The lack of ability to act in the Capital Region is not surprising: originally it was never intended as an urban collaboration, rather as a political construction to support the instable Belgium state. Over thirty years ago, during the second state reform, it was decided Wallonia and Flanders would become Regions, with their own governments and parliaments. But then a solution had to be found for Brussels, which is in the middle of Flanders. There was no other way but to turn Brussels into a Region too.
As if Vervoort isn’t having a hard enough time already trying to keep the mayors on his territory in check, in doing his every day job his hands are tied. He has nothing to say about education, culture and other ‘person-related’ themes. In Brussels these responsibilities don’t lie with the Regions, but with the Communities. Each language – Dutch, French and German – has its own Community, and each one of them has its own government and parliament. In Flanders this isn’t a problem: the Region and the Community perfectly coincide, but both levels of authority often find themselves clashing in Brussels. ‘Everyone empowered, no one responsible.’

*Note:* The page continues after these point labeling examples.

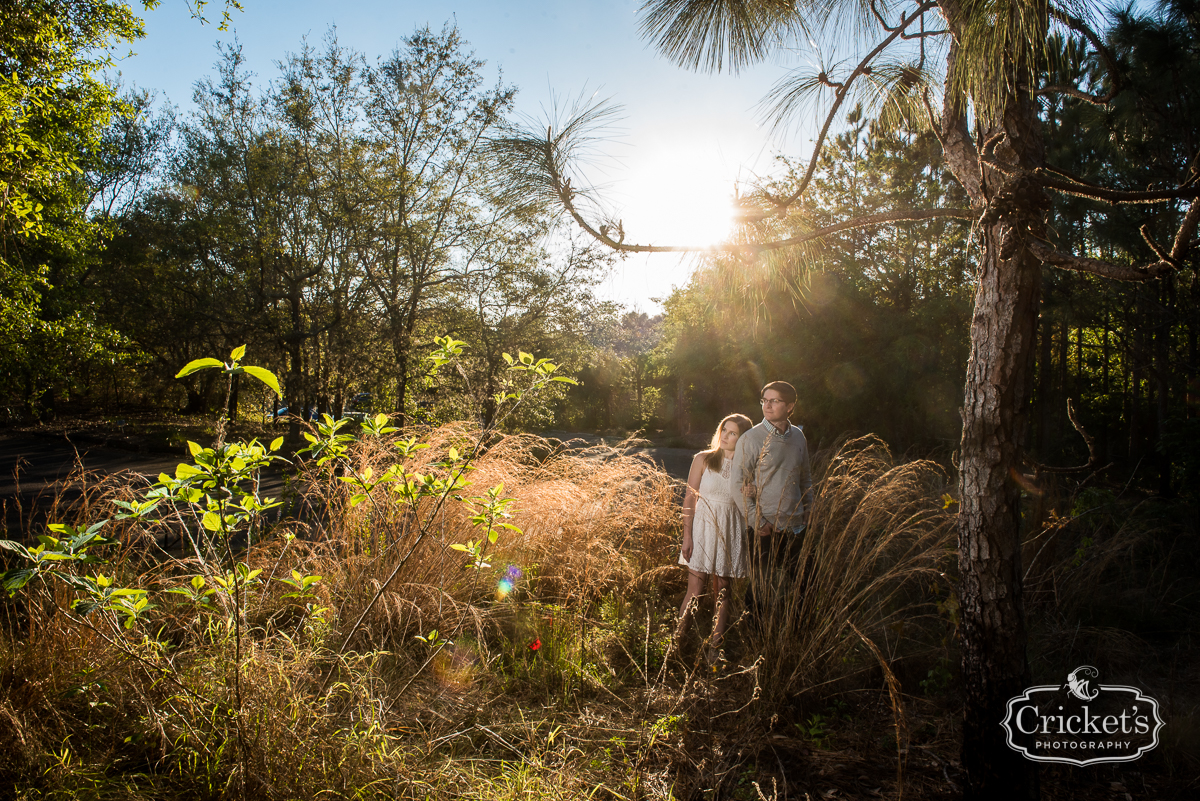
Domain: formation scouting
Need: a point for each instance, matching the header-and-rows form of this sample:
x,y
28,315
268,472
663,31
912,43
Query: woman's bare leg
x,y
695,589
721,588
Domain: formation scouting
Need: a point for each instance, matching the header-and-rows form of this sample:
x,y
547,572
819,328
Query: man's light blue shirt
x,y
777,465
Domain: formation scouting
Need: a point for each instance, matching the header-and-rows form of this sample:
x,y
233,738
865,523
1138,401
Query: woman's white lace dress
x,y
718,527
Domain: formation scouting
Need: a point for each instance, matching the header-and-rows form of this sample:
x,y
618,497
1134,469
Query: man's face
x,y
774,409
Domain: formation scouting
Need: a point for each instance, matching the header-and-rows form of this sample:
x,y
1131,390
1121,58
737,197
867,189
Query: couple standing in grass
x,y
751,487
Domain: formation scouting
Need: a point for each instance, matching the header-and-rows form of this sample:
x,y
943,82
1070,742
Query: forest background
x,y
336,220
340,220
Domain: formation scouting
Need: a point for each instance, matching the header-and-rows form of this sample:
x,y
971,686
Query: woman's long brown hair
x,y
714,457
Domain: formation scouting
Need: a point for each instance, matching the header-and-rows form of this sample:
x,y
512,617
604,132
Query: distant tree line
x,y
340,217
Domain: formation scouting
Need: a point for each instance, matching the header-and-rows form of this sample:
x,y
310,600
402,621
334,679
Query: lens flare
x,y
505,585
455,667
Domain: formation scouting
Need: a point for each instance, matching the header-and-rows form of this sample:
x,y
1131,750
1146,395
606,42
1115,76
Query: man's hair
x,y
785,390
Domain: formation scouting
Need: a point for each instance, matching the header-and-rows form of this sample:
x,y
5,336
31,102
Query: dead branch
x,y
843,92
1092,458
1167,262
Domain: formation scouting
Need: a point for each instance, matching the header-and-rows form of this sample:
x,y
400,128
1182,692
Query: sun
x,y
678,198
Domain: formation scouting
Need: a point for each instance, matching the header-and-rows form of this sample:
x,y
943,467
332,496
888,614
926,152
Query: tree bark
x,y
995,428
994,425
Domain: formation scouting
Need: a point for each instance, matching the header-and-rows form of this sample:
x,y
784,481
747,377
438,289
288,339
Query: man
x,y
772,462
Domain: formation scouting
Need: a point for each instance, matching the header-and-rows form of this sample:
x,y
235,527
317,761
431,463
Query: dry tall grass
x,y
879,535
544,686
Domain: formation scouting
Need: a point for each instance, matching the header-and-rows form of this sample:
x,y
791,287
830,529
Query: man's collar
x,y
785,432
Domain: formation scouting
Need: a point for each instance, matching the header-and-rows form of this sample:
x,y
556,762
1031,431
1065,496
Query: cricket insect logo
x,y
1083,724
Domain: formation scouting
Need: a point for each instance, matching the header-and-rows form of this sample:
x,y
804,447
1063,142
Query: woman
x,y
712,528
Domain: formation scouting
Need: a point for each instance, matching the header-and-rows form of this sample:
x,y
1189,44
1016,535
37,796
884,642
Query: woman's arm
x,y
690,497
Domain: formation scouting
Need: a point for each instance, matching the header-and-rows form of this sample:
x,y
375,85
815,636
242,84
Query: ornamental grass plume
x,y
877,536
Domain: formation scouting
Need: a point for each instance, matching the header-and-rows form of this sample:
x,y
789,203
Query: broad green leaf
x,y
15,579
267,377
16,547
186,471
198,365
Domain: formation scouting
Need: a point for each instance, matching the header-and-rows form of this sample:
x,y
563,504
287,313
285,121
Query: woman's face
x,y
730,434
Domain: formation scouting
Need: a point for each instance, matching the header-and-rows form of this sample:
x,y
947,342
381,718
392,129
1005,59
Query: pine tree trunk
x,y
995,432
994,428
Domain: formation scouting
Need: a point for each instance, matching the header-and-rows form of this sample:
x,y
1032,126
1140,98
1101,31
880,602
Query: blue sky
x,y
683,143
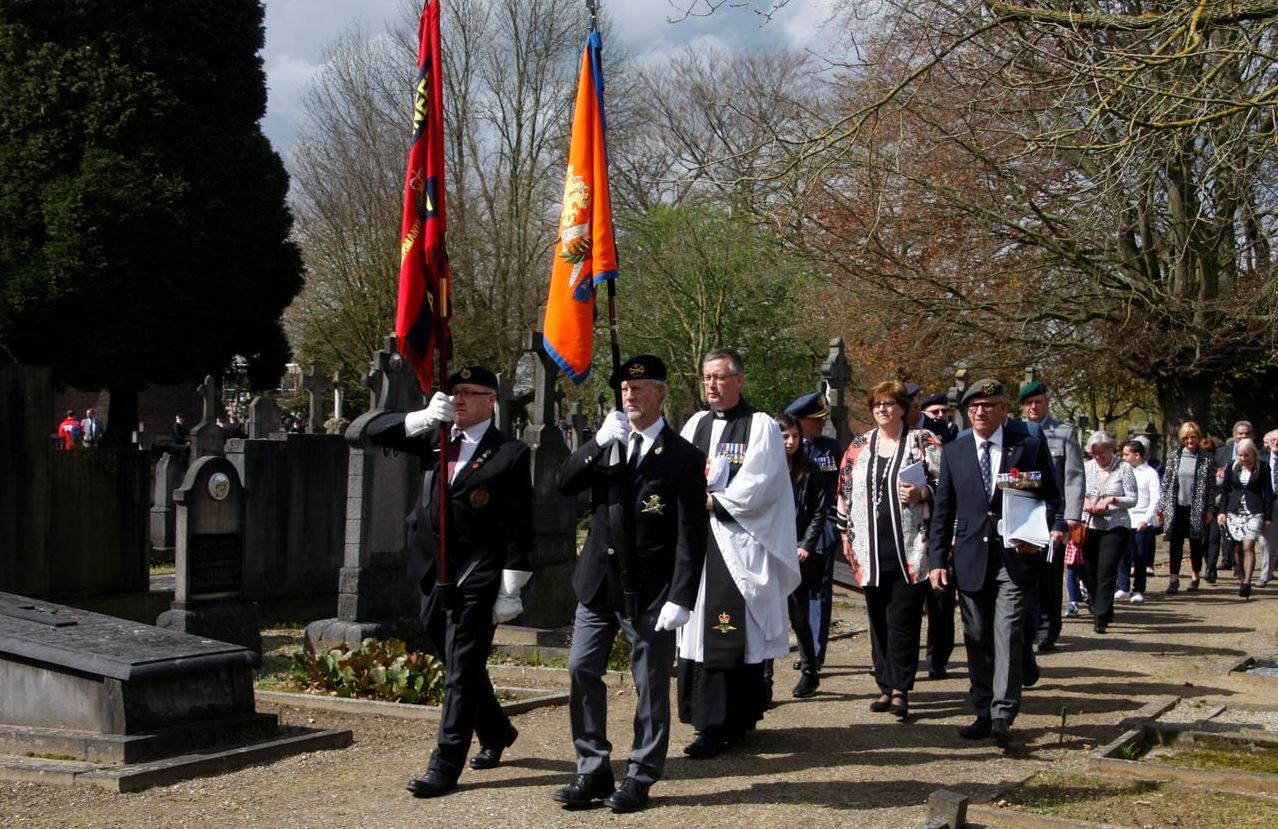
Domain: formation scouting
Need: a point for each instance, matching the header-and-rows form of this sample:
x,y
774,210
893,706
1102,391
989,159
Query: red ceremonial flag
x,y
584,253
421,316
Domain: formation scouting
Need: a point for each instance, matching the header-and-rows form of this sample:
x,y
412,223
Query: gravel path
x,y
824,761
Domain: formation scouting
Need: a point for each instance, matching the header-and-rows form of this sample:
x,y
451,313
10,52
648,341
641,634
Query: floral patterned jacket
x,y
855,511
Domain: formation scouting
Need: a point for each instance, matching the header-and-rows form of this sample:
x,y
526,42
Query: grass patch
x,y
1139,804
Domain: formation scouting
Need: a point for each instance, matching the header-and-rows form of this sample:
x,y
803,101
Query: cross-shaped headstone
x,y
317,385
391,380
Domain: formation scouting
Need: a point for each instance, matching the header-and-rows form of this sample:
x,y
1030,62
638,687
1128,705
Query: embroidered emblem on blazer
x,y
654,506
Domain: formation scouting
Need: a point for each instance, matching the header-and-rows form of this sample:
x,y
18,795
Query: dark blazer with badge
x,y
965,520
670,521
490,509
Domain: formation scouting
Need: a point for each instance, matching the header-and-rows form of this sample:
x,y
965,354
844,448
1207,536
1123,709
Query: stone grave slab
x,y
79,687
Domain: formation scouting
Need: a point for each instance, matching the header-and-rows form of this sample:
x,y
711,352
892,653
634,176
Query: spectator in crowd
x,y
1111,493
1144,520
887,479
69,432
1186,503
1246,506
1267,549
812,506
91,429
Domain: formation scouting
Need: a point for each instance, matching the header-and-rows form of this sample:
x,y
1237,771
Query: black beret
x,y
808,406
473,374
643,367
1029,390
985,387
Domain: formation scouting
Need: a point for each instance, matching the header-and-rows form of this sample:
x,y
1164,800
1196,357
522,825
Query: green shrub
x,y
378,669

Brussels doesn’t just have 19 mayors, 685 councillors and 200 aldermen but also 89 regional representatives, four ministers, three state-secretaries and a prime minister. This doesn’t actually mean that, in total, there are literally a thousand and one officials because dual functions are a common phenomenon in Belgium and Brussels is no exception in this regard. Almost every minister is mayor at the same time and tries to remain popular within the municipality. Officially to stay close to the man in the street and to the source of problems, but clearly also to be assured of support when things get tough politically. So parallel to his effort to govern the Capital Region, poor Vervoort needs to make sure hell doesn’t break loose in Evere. On top of that, he also has to find a way to cooperate with the municipalities of what the Dutch speakers call the ‘Vlaamse rand’, which by the French speakers is referred to as the ‘périphérie bruxelloise’.
Rudi Vervoort is trapped in an institutional web that wasn’t thought up to govern a metropolis but to serve as a buffer between French and Dutch speakers instead. The francophone mayors of the 19 baronies want to prevent at all costs that power shifts to the Region, where the Dutch speakers occupy half of the ministerial posts. The Dutch speaking mayors of the, also 19, peripheral municipalities oppose against cooperation with the Brussels-Capital Region because they fear the French-speaking influence. Peripheral municipality Machelen for example is engaged in acrimonious competition with the Region over the establishment of shopping centres. Within a distance of less than ten kilometres, three shopping centres of huge proportions are being developed. The problems are well known – overcapacity, traffic jams on the ring road, disruption in the city centre – but the emergency brake cannot be found.
The bizarre structure of Brussels is full of loopholes and cracks, rules are not adhered to and every border is a fault line. Such chaos is often to the detriment of logic and the consequences of this are grave: segregation, filthiness, poverty, corruption – the problems go far beyond of what the Libération correspondent touched upon.
The fact that a tragic prettiness resides within Brussels’s intractability, a collateral beauty if you will, doesn’t diminish these problems, nor does it make the administrative inadequacy and its messed up structure acceptable. On the contrary, out of love for this slightly absurd city you’d wish it gets a mayor that would truly stand at the helm of all the governing bodies and would give Brussels the opportunity to become the kind of rising city that Barber is preaching for. The Brusselaars will stand surety for the anarchy themselves.